Francesco CANGEMI, HA Kieu-Phuong, Christian WEITZ & Martine GRICE

University of Cologne


Speaker-specific use of intonational cues for sentence modality and affect contrasts in Standard Vietnamese


Besides a complex tone system with six lexical tones, Standard Vietnamese also makes use of a large number of sentence final particles to express postlexical meaning (e.g. sentence modality contrasts). Recent studies (Đỗ et al. 1998, Nguyễn & Boulakia 1999, Michaud & Vũ 2004, Vũ et al. 2006) show that postlexical meaning can also be expressed intonationally in Vietnamese, through the interplay of pitch, duration, intensity and voice quality cues. Further references (Hạ & Grice 2010, Hạ 2012) show with a corpus of spontaneous interactions that lexical tones can be obscured by intonation in certain discourse functions (e.g. backchannels and repair initiations). Brunelle et al. (2012) show with a corpus of read speech that speakers encode contrasts in sentence modality (question vs. statement) and affect (neutral vs. emphatic) by using continuous phonetic cues (overall intensity, pitch or duration), discrete phonological options (intonational tones), or a combination of both.
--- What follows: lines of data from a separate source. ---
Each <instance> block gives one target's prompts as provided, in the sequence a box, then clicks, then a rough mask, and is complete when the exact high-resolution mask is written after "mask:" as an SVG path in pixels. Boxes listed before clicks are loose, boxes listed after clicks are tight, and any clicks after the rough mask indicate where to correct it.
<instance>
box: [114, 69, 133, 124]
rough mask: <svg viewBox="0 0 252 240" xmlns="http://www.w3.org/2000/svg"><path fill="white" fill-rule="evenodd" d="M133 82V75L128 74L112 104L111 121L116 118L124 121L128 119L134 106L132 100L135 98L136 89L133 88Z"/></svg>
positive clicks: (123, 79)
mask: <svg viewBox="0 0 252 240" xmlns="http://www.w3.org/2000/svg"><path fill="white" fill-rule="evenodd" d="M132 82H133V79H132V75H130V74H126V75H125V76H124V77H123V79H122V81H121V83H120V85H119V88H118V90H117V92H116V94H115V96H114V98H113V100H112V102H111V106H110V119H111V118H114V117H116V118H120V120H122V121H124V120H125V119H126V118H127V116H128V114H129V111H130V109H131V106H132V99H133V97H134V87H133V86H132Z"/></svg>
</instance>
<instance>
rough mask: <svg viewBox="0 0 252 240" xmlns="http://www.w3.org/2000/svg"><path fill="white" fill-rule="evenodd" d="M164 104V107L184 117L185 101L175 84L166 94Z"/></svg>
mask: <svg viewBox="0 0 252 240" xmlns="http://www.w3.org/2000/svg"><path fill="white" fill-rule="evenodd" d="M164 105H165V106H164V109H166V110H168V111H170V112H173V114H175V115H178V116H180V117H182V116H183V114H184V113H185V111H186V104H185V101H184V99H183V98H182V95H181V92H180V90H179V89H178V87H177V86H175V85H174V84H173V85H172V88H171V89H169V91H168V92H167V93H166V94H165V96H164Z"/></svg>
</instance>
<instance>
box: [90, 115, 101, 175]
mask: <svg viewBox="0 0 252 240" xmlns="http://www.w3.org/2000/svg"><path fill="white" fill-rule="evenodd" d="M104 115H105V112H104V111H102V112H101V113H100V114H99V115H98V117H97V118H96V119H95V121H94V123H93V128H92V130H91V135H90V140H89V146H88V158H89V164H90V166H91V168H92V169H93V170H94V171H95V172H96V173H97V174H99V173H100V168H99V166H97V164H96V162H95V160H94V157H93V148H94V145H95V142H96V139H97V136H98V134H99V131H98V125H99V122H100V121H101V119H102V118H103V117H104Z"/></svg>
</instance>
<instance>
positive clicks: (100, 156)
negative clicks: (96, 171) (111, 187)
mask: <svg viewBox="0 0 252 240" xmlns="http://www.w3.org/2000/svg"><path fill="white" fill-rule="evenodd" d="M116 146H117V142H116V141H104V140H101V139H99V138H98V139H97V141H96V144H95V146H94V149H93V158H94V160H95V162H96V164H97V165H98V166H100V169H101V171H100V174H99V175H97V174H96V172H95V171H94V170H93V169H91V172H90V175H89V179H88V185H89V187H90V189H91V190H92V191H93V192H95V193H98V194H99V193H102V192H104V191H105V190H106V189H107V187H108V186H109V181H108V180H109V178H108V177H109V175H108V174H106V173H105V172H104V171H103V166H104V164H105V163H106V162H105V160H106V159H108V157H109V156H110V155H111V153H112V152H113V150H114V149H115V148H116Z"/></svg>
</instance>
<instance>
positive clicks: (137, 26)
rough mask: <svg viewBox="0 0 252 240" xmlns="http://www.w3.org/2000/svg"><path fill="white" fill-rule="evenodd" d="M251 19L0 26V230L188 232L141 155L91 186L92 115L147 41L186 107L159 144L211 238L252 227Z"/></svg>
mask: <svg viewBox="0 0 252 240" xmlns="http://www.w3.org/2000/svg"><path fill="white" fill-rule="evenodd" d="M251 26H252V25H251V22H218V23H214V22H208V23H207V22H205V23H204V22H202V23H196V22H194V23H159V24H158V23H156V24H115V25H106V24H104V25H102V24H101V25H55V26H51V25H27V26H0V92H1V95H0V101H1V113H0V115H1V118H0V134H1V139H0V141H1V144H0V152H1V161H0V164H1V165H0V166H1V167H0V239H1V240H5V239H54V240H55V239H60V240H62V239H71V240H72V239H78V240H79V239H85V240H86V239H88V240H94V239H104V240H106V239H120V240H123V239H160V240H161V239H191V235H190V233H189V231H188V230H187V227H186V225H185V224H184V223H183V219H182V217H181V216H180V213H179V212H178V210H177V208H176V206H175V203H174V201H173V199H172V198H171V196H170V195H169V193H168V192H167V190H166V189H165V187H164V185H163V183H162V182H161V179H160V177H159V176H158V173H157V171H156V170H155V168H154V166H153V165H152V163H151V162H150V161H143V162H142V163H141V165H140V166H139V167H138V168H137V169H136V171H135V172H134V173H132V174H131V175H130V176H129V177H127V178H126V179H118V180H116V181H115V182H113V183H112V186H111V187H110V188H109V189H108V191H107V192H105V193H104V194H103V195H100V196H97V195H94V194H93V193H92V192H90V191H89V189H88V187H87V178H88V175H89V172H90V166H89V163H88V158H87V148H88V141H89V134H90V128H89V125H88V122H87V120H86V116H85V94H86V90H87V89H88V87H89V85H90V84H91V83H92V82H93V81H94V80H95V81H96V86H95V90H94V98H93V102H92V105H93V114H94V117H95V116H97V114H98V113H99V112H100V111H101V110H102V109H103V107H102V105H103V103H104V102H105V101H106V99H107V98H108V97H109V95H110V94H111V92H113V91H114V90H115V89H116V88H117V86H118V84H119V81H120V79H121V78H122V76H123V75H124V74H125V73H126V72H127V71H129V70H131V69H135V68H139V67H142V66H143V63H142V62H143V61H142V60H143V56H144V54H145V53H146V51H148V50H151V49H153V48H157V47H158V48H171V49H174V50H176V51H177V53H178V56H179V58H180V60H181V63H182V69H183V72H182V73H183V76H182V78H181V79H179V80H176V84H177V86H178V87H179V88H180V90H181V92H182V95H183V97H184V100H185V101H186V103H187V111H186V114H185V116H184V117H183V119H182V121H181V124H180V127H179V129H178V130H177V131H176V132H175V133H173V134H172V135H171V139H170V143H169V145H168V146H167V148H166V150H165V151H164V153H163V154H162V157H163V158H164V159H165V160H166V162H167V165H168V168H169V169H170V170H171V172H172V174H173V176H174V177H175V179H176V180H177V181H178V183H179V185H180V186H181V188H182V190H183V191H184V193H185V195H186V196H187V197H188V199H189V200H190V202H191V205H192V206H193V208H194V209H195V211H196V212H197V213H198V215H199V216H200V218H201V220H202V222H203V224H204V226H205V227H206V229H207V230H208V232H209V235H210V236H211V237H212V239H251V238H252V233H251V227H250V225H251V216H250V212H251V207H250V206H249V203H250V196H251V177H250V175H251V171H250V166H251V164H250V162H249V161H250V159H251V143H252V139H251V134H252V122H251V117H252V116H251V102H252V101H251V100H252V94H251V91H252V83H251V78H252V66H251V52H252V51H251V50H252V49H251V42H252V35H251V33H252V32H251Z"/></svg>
However, they also documented a large amount of speaker-specific variation. This questions the existence of a straightforward phonologised mapping between phonetic cues and postlexical meaning, especially if the latter can be expressed through other grammatical devices. In this sense, speaker-specific variation could be expected to be greater in the encoding of contrasts which also rely on other cues. According to this “redundancy-specificity” hypothesis, the encoding of sentence modality contrasts (which are also conveyed by final particles) is expected to be more prone to speaker-specific variation than the encoding of discourse functions.
In this talk, we provide some infrastructure for the exploration and the quantification of speaker-specific variability, through an in-depth analysis of the Brunelle et al. (2012) corpus. The dataset features 72 sentences ending with không (lexically high-level, meaning ‘empty/only’ or ‘yes/no question particle’), recorded by 16 speakers of Standard Vietnamese in four different communicative functions (statement, question, annoyed statement and insisting request) yielded by the combination of sentence modality (question vs. statement) and affect (neutral vs. emphatic). The sentences consist of four syllables and are tonally as well as segmentally identical. We first analyse the dataset by profiling each speaker with respect to whether duration and/or f0 are reliably used to encode the modality and/or affect contrasts (top-down analysis). The results are then used to predict the outcome of an unsupervised clustering algorithm, ran on data from the four meaning categories (bottom-up analysis). The solutions for each individual speaker (in terms of the optimal number of clusters and in the categorization errors made by the algorithm) are then interpreted with respect to the profiling yielded by the top-down analysis. The available results show that this method provides a detailed account of speaker-specific variation in a dataset, and that it could prove instrumental in the exploration of the redundancy-specificity hypothesis.